Ser de esquerda não é sinonimo de entrar num sítio onde todos estão em silêncio, e desatar aos berros, a tudo e todos incomodar. Bem pelo contrário.

Então? Bem, então, nem ser de esquerda ou de direita, implica ser selvagem! Sejamos do que acharmos melhor dever ser, devemos ser educados. Devemos respeitar para ser respeitados. Nada de religiões, antes de pessoas, educados. Que temos que voltar a ser, todos!

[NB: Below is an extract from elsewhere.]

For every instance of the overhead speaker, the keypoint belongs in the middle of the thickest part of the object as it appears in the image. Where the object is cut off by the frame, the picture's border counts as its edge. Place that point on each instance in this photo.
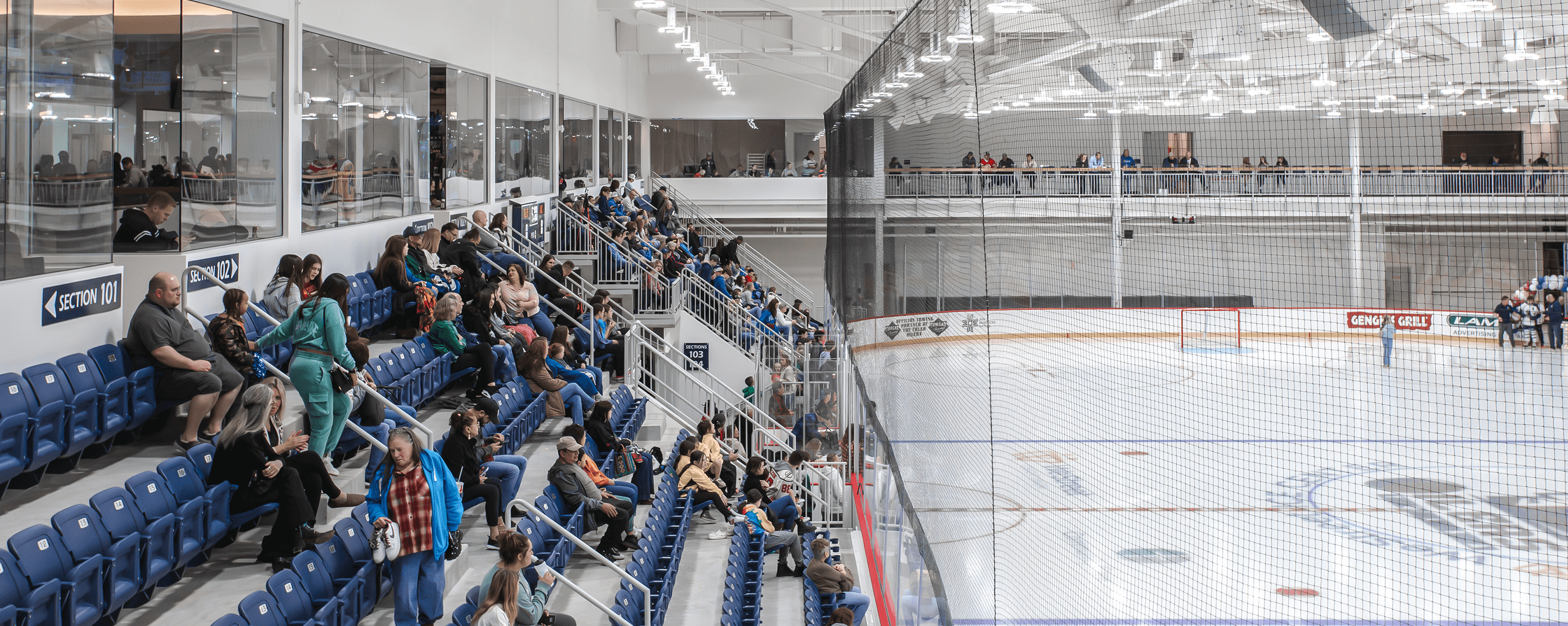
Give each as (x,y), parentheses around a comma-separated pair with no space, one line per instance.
(1093,79)
(1338,18)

Mas então não foi só a esquerda que se abandalhou. Todos se abandalharam. Todos se deseducaram, e acharam “fino” comportarem-se deseducadamente.

Esquecemo-nos a cada dia que passa de dizer faz favor, e depois obrigado. Parece mais fixe à esquerda, mas a direita está na mesma.

E falam todos ao mesmo tempo. E insultam-se, e não se respeitam, mas não só o tempo do outro falar, mas o que disse, mesmo, claro, não tendo que estar de acordo. Antes pelo contrário.

Mas ser de esquerda ou de direita não dá tempo, hoje, a tentar haver diálogo civilizado entre pessoas, que acham que tudo vale até olhos arrancar se a ideia, seja de direita, seja de esquerda é cegar o parceiro, para – este – nada ver, ou ficar a ver o que eu quero que deseducadamente veja?

Então. Bem, agora estamos todos a ficar tão mais deseducados, tão incivilizados. Não. Não. Não temos que estar sempre com boas maneiras ou maneirismos. Estes, nunca! Mas. Bem mas, podemos deixar falar o outro, quando é a sua vez. Escusamos de berrar para só a nós nos fazermos ouvir. Oh, não havia necessidade de não ter deixado passar à nossa frente aquela senhora! Não me atrasava.

Mas, sempre me atraso, e estou-me marimbando se deixei alguém ou muitos alguéns, à minha espera! Chego quando chegar, e pronto.

Talvez nada tenha a ver com esquerdas ou direitas, mas antes e sempre e cada vez mais, em sermos deseducados. Sem dúvida. Todos e cada um!

Temos que passar – se calhar – a ser todos mais civilizados, mais educados, mais correctos uns com os outros, e talvez recuperemos muitos dos valores que tanta falta nos estão a fazer! Enquanto é tempo!